Spotting Latency Regressions Ahead of Time at Teams Mobile
Article Summary
Microsoft Teams Mobile merges 50+ commits daily from 350+ developers. How do they catch performance regressions before users feel the pain?
The Teams Mobile team built "Bouncer," an automated performance testing system that detects latency regressions as small as 15% on a commit-by-commit basis. This deep dive from Microsoft engineer Saumye Srivastava reveals the technical architecture behind catching slowdowns before they ship.
Key Takeaways
- Runs before/after performance tests on every mainline commit using physical Pixel 4A devices
- Achieved stable results by rooting devices, locking CPU frequencies, and mocking API responses locally
- Reduced false positives dramatically: performance tests now mostly green, red means real regression
- Uses coefficient of variation under 0.15 to ensure test stability across iterations
- Executes 100k+ test runs per quarter with median comparison across 9 iterations
Teams Mobile now catches performance regressions within hours of code merge instead of during production rollout, letting engineers focus on speed improvements rather than firefighting.
About This Article
Teams Mobile's Android codebase gets 50+ commits daily from 350+ developers.

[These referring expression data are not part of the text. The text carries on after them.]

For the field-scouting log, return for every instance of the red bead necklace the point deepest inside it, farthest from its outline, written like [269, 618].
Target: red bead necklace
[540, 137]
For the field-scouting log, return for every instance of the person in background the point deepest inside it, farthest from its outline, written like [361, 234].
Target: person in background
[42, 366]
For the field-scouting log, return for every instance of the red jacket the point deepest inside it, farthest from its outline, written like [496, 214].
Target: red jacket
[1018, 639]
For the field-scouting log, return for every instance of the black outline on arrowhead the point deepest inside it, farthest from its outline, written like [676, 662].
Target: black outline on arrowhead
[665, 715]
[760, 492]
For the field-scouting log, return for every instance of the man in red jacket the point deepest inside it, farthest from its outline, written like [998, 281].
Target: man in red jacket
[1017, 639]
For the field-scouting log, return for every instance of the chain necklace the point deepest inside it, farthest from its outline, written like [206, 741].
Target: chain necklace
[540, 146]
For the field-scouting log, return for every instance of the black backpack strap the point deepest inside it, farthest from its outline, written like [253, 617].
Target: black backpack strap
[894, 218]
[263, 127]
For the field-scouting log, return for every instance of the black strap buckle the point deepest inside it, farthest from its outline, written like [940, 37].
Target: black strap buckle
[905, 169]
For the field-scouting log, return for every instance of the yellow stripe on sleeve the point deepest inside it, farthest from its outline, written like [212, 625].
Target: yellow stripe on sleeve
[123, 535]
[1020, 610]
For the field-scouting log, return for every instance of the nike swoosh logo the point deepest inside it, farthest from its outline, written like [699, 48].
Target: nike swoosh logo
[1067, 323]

When latency regressions show up in production dashboards, it's hard to figure out which code change caused them. This often delays releases and fixes.
Saumye Srivastava's team built Bouncer to run instrumentation tests before and after each mainline commit. They use Microsoft Hydralab on physical Pixel 4A devices, comparing median latency across 9 iterations. The tool flags regressions when they exceed 10-15%.
False positives dropped significantly. Performance tests went from consistently failing to mostly passing. When a red flag does appear, engineers can trust it's a real regression, so they don't have to manually adjust thresholds after every alert.